Tout referendum, en cas de blocage des parlementaires, devrait être préparé par des commissions citoyennes (*). Celles-ci seraient formées de jurés tirés au sort qui devraient préalablement à leurs débats avoir accès aux experts de toutes les formations politiques et pouvoir de surcroît consulter les préconisations de l'Intelligence Artificielle. La rédaction des textes de lois serait confiée à des professionnels, elle serait contrôlée en finale par les membres de la commission citoyenne pour en approuver la conformité. C'est donc sur de bons textes de lois, exposés avec pédagogie, que les Français auraient à se prononcer par oui ou par non. Cela pour une vraie démocratie, intelligente et responsable.

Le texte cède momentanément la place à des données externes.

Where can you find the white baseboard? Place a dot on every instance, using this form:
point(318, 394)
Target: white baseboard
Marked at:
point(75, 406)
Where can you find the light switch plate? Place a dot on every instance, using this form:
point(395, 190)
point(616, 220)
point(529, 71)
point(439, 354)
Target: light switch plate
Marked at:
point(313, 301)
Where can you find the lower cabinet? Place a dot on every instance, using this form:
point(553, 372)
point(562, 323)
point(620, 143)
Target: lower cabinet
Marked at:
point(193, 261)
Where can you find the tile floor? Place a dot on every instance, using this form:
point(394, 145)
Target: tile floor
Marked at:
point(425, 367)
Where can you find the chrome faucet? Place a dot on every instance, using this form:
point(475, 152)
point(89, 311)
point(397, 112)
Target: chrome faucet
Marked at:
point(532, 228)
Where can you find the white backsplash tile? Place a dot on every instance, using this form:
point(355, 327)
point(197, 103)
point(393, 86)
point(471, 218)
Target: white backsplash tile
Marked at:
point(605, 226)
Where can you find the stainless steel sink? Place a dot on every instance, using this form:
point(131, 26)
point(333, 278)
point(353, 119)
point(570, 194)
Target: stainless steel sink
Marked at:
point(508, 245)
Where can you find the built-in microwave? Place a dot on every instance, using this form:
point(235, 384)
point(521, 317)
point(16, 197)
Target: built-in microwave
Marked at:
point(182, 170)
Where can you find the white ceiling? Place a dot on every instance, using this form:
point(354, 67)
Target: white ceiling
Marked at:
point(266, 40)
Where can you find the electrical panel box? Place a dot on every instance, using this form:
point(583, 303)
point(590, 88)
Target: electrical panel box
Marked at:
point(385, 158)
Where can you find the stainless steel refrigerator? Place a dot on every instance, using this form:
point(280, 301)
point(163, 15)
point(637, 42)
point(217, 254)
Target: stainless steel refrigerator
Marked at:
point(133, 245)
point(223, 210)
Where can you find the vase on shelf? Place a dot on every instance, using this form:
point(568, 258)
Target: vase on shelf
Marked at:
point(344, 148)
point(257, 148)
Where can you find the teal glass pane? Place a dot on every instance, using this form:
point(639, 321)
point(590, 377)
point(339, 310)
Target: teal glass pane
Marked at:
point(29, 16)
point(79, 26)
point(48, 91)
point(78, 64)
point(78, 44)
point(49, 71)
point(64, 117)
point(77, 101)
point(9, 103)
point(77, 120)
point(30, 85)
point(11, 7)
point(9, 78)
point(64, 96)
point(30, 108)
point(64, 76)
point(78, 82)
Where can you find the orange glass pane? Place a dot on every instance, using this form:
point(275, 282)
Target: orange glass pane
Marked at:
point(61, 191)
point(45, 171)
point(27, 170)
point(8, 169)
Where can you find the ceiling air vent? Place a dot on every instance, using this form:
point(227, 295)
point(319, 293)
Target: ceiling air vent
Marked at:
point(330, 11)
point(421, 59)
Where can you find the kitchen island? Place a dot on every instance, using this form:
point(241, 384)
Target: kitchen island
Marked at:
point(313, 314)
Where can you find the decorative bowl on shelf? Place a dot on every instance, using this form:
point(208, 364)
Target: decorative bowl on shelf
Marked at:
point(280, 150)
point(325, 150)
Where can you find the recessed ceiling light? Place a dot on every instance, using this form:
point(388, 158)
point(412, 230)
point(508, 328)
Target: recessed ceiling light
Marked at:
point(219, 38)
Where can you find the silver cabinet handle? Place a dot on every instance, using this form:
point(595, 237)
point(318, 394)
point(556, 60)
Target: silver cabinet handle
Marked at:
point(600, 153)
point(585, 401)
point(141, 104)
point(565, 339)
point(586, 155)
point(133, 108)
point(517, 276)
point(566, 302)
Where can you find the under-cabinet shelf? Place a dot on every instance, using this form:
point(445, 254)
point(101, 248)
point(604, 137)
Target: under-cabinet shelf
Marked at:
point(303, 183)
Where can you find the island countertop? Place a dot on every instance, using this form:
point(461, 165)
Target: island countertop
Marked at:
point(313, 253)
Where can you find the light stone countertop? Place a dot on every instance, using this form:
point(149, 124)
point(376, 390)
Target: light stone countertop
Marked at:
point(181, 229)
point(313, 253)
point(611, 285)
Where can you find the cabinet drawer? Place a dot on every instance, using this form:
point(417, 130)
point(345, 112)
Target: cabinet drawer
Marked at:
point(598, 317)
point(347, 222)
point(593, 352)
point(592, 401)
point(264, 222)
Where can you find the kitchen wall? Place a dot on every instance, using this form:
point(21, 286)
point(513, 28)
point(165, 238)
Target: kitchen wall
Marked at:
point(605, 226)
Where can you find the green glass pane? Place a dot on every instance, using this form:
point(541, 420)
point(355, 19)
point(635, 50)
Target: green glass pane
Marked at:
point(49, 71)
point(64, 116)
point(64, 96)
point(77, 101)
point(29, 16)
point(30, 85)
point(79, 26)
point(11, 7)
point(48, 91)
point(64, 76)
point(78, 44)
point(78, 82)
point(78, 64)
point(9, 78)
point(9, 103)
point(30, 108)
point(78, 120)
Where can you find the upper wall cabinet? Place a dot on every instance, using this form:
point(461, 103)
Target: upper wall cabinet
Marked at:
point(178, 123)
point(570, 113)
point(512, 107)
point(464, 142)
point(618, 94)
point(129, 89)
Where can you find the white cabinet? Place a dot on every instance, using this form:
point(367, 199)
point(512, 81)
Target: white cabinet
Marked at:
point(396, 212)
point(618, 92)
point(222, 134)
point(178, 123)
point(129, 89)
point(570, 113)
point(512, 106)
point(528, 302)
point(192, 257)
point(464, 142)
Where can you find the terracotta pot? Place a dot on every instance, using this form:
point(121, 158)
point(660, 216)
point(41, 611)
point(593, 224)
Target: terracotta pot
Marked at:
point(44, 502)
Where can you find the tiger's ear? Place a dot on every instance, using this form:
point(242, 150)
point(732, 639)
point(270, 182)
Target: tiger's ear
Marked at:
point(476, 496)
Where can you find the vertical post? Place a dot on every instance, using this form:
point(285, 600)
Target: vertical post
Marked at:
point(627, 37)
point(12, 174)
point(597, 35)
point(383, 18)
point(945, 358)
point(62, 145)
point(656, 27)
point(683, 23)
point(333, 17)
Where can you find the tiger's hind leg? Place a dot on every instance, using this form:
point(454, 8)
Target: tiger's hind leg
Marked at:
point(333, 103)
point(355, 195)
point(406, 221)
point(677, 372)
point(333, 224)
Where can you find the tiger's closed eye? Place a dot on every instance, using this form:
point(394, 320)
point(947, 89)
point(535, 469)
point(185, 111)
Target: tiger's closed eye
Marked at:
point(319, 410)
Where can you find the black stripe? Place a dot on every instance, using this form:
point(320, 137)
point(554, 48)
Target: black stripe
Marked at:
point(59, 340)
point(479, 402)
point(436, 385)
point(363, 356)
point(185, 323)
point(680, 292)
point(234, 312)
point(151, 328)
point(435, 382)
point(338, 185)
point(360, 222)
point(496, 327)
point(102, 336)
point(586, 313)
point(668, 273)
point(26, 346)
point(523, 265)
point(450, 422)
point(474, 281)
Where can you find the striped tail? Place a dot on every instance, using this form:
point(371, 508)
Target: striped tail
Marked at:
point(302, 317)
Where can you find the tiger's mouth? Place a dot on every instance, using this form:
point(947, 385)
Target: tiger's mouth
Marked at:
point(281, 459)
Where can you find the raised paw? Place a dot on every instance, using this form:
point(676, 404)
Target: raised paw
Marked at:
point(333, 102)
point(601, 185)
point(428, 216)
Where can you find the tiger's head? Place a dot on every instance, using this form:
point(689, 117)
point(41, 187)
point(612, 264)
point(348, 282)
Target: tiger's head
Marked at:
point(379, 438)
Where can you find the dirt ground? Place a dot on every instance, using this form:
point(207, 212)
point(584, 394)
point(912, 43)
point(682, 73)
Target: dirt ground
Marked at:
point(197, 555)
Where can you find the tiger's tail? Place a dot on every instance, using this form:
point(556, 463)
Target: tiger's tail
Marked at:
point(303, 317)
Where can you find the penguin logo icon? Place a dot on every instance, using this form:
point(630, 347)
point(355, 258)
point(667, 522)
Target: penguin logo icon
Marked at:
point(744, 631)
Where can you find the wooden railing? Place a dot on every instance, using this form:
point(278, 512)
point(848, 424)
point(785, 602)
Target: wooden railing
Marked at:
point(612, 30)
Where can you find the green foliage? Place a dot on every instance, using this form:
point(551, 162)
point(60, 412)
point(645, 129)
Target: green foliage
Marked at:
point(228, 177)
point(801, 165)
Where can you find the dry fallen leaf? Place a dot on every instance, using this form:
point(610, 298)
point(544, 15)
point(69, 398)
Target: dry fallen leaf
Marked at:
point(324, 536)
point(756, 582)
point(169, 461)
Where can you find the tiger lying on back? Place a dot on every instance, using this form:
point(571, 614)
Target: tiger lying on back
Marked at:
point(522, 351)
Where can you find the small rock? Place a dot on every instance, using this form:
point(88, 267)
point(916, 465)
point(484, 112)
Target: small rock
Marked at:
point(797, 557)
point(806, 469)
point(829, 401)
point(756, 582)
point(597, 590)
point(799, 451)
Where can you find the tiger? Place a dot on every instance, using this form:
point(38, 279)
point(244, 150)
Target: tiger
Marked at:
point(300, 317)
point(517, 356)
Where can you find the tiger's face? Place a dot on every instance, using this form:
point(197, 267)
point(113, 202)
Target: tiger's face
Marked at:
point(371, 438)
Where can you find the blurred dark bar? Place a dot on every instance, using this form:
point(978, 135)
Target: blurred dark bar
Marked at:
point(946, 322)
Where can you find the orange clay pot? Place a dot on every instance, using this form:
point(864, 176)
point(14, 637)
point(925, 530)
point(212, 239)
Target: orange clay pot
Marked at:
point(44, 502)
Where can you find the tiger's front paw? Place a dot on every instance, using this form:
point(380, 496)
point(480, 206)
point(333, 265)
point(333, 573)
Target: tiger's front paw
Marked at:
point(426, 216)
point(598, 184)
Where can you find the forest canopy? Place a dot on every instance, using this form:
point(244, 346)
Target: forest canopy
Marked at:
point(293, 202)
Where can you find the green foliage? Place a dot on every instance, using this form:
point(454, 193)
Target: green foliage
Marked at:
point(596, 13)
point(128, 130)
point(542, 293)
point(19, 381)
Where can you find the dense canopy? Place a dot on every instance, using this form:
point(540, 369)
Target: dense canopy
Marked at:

Gilles Bressière (15 mai 2025)
Quand un jeune chauffard, sans permis de conduire, au volant d'une voiture volée, percute un policier et le traîne sur une vingtaine mètres : il écope de trente cinq heures de travaux d'intérêt général, cela sur la base de preuves accablantes.
Un ancien président de la République a été condamné à de la prison ferme sur la foi d'une écoute téléphonique douteuse et quand, en plus, un procureur réclame sept ans de réclusion, sans aucunes preuves vraiment démontrées, mais uniquement sur celles élaborées par son intime conviction emprunte d'idéologie, la France a mal à sa justice.
"Le doute profite à l'accusé" ce fondement essentiel de la justice est malheureusement tombé en désuétude.
Il n'est pas admissible que l'intime conviction des juges prime sur la réalité des faits, sur l'absence de preuves et sur l'application des lois. L'intime conviction est un insidieux poison qui a été introduit imprudemment dans les usages judiciaires et qui est contraire à l'Etat de droit. Un poison qui peut devenir mortel pour la démocratie.
L'absence de jurys populaires se fait cruellement sentir dans ces décisions de justice rendues au nom du peuple français.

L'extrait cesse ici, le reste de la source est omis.